DFKI-LT at QAST 2007: Adapting QA Components to Mine Answers in Speech Transcripts

Bogdan Sacaleanu; Günter Neumann; Christian Spurk
In: A. Nardi; C. Peters (Hrsg.). In online proceedings of CLEF 2007 Working Notes. Conference and Labs of the Evaluation Forum (CLEF), Online-Proceedings, 2007.

Zusammenfassung

The paper describes QAst-v1 a robust question answering system for answering factoid questions in manual and automatic transcriptions of speech. Our system is an adaptation of our text based crosslingual open-domain QA system that we used for the Clef main tasks. In particular we assume that good answer candidates to factoid questions are named entities which are type-compatible with the expected answer type of the question.
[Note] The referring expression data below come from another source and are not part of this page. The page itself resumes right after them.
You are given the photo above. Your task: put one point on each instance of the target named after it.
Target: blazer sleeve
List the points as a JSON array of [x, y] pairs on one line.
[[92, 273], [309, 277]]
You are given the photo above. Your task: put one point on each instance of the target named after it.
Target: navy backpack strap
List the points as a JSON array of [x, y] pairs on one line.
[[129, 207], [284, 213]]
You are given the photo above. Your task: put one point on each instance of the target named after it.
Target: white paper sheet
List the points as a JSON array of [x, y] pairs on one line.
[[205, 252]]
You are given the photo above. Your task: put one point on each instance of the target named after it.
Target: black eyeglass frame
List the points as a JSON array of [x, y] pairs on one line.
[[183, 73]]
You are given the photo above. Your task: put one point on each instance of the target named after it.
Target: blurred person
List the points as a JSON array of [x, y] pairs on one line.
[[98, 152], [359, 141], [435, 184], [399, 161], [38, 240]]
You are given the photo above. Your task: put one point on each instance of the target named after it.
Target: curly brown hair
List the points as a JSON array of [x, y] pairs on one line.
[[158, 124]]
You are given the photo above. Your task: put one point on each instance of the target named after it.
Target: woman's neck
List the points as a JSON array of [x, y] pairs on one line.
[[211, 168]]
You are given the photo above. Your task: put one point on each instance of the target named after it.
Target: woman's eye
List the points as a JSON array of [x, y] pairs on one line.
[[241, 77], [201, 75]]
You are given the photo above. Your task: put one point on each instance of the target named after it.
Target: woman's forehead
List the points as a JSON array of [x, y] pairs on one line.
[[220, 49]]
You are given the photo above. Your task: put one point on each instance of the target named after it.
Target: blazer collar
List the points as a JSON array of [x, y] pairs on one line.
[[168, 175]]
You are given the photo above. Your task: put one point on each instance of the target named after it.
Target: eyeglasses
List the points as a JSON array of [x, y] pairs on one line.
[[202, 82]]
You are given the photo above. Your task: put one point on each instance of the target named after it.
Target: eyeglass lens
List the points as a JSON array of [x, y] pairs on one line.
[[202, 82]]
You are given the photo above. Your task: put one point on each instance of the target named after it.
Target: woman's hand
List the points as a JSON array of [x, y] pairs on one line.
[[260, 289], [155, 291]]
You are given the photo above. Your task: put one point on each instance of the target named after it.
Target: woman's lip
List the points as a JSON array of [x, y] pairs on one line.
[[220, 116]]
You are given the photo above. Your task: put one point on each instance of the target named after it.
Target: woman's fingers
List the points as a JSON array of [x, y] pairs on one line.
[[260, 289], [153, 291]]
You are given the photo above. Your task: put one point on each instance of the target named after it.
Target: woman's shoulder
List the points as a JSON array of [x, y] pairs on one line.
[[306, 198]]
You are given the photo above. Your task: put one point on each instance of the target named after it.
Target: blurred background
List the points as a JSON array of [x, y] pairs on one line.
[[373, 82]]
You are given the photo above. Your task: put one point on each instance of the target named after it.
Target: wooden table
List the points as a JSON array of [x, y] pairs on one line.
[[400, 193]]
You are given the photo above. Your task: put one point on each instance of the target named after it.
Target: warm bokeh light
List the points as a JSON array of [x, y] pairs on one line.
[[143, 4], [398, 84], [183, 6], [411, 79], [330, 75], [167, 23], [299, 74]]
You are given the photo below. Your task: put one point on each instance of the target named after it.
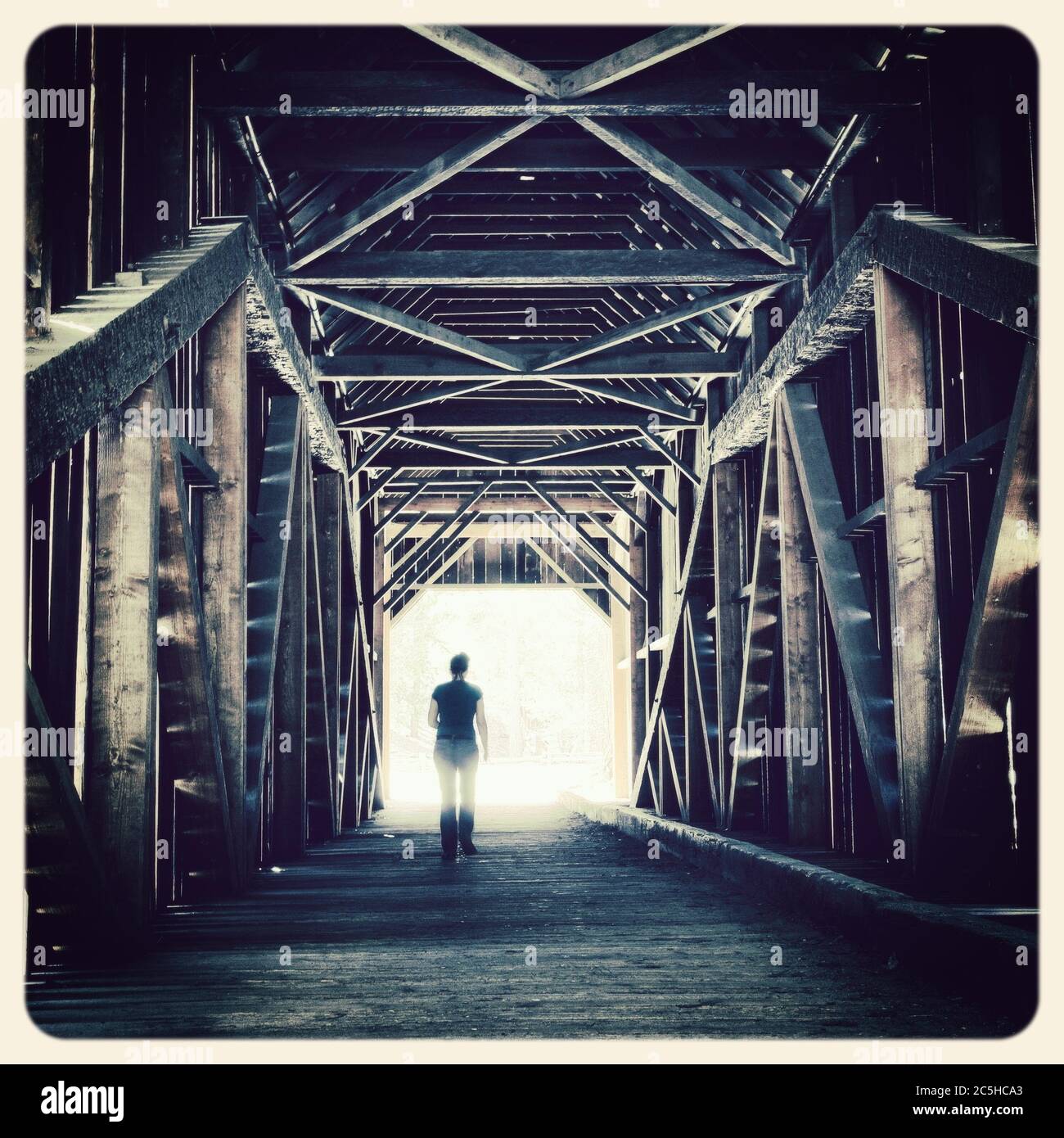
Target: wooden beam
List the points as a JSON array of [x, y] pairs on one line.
[[433, 333], [910, 554], [542, 156], [121, 779], [691, 189], [386, 95], [267, 562], [868, 682], [748, 790], [994, 277], [111, 341], [655, 440], [115, 338], [601, 580], [652, 404], [1000, 607], [636, 57], [862, 522], [976, 449], [541, 268], [419, 550], [332, 231], [601, 557], [362, 365], [190, 741], [516, 413], [729, 575], [802, 709], [667, 318], [224, 544], [620, 458], [52, 804], [477, 50], [328, 535], [289, 828]]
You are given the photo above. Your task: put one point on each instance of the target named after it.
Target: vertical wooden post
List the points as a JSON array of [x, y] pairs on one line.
[[379, 657], [223, 559], [807, 782], [620, 642], [121, 791], [330, 504], [636, 639], [843, 213], [899, 332], [729, 577], [289, 691]]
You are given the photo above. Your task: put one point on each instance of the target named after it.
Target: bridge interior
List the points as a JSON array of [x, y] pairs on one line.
[[728, 332]]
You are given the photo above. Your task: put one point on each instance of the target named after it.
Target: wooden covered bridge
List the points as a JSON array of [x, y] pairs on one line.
[[746, 318]]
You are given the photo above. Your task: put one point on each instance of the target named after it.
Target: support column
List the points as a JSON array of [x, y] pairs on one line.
[[289, 691], [899, 333], [636, 641], [223, 559], [121, 793], [728, 578], [620, 639], [381, 628], [329, 513], [807, 782]]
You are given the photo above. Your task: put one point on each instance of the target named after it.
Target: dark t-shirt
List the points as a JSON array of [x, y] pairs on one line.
[[458, 706]]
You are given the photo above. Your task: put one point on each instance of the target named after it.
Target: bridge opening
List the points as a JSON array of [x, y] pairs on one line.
[[542, 654]]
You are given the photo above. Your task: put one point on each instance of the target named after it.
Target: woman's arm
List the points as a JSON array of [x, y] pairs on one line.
[[483, 729]]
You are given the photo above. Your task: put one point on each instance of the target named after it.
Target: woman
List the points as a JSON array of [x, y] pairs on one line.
[[452, 711]]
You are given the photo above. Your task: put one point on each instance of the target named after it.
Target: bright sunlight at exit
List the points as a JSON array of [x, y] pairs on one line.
[[542, 658]]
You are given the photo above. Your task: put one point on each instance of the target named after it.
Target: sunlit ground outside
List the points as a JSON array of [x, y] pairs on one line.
[[542, 657]]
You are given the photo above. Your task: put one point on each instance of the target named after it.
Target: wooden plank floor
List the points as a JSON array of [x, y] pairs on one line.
[[387, 947]]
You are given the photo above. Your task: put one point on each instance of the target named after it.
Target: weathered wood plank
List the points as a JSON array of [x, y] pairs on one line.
[[539, 268], [729, 575], [492, 58], [427, 330], [358, 365], [651, 50], [802, 709], [289, 830], [121, 779], [335, 230], [518, 414], [691, 189], [999, 609], [863, 665], [667, 318], [190, 744], [378, 93], [114, 339], [265, 580], [541, 156], [991, 276], [910, 553], [224, 551]]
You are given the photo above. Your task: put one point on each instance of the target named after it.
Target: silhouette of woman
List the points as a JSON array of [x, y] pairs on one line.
[[452, 711]]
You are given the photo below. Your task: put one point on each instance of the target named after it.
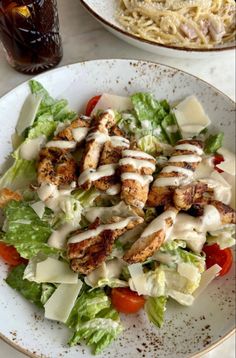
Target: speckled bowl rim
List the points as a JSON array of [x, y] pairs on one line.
[[153, 43], [156, 64]]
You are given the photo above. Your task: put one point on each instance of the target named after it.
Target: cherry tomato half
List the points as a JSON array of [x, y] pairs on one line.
[[10, 255], [218, 158], [223, 258], [126, 301], [91, 104]]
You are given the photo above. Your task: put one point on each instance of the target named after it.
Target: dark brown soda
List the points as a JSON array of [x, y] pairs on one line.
[[29, 31]]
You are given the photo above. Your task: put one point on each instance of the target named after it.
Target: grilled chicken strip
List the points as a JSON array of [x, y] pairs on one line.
[[7, 195], [152, 237], [178, 171], [55, 163], [97, 136], [111, 154], [136, 168], [56, 166], [88, 249], [186, 196]]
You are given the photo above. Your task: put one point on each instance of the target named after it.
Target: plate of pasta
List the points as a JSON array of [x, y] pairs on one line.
[[117, 213], [183, 28]]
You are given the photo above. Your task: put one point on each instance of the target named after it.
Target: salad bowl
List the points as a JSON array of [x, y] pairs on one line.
[[187, 331]]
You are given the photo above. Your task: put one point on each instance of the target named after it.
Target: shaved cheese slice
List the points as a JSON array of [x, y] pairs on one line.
[[55, 271], [39, 208], [112, 101], [207, 276], [189, 271], [191, 116], [182, 298], [28, 112], [60, 304], [97, 274], [228, 165]]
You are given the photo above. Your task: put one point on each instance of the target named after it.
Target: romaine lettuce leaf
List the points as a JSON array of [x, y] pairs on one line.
[[20, 174], [147, 108], [98, 332], [155, 308], [47, 291], [32, 291], [213, 143], [26, 231], [171, 128], [88, 306]]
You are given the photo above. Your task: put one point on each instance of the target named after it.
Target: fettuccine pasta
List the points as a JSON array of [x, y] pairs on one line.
[[181, 23]]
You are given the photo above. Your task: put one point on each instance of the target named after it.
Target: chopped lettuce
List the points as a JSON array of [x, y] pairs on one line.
[[150, 144], [147, 108], [155, 308], [94, 320], [98, 332], [88, 306], [174, 252], [57, 108], [20, 174], [26, 231], [47, 291], [171, 128], [86, 198], [213, 143], [32, 291]]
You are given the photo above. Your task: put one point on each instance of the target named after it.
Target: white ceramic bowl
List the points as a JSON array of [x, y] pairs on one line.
[[187, 331], [104, 11]]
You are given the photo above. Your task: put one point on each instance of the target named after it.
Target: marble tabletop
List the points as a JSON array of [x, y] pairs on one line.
[[85, 39]]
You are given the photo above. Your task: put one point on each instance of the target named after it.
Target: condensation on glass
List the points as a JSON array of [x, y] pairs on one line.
[[29, 32]]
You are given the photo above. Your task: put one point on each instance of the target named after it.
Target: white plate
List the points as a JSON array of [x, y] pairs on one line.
[[187, 331], [104, 11]]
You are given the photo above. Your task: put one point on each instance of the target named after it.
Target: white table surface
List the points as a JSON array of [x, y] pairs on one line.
[[85, 39]]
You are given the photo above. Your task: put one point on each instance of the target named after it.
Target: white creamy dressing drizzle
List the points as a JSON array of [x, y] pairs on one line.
[[118, 141], [114, 189], [90, 175], [99, 137], [106, 213], [189, 147], [136, 154], [172, 181], [188, 158], [61, 144], [172, 168], [95, 232], [30, 148], [186, 174], [47, 191], [142, 179], [137, 163], [58, 237], [160, 224], [52, 196], [80, 133], [210, 220]]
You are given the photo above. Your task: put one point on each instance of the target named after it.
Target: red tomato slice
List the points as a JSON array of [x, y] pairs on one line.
[[126, 301], [218, 158], [91, 104], [223, 258], [10, 255]]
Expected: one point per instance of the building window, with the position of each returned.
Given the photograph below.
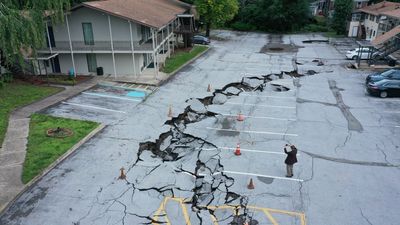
(88, 33)
(92, 62)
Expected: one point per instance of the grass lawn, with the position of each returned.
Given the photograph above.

The main features of QAst-v1 are: use of preemptive off-line annotation of speech transcripts with sentence boundaries, chunk structures and named entities (NEs); construction of a fulltext search index using words and all found NEs; use of robust Wh-analysis component to determine shallow dependency structures, recognition of NEs, and expected answer type (EAT); use of EAT-driven retrieval of sentences and answer candidates; use of redundancy as an indicator of good answer candidates. The main focus of our effort was on the technical realization of a first QAST research prototype making use of as many of our existing QA components as possible. The results of evaluating the system's performance by QAST 2007 were as follows: for subtask T1 (Question-Answering in manual transcriptions of lectures) we achieved an overall accuracy (ACC) of 15% and a mean reciprocal rank (MRR) of 0.17; for subtask T2 (Question-Answering in automatic transcriptions of lectures) we obtained 9% (ACC) and 0.09 (MRR).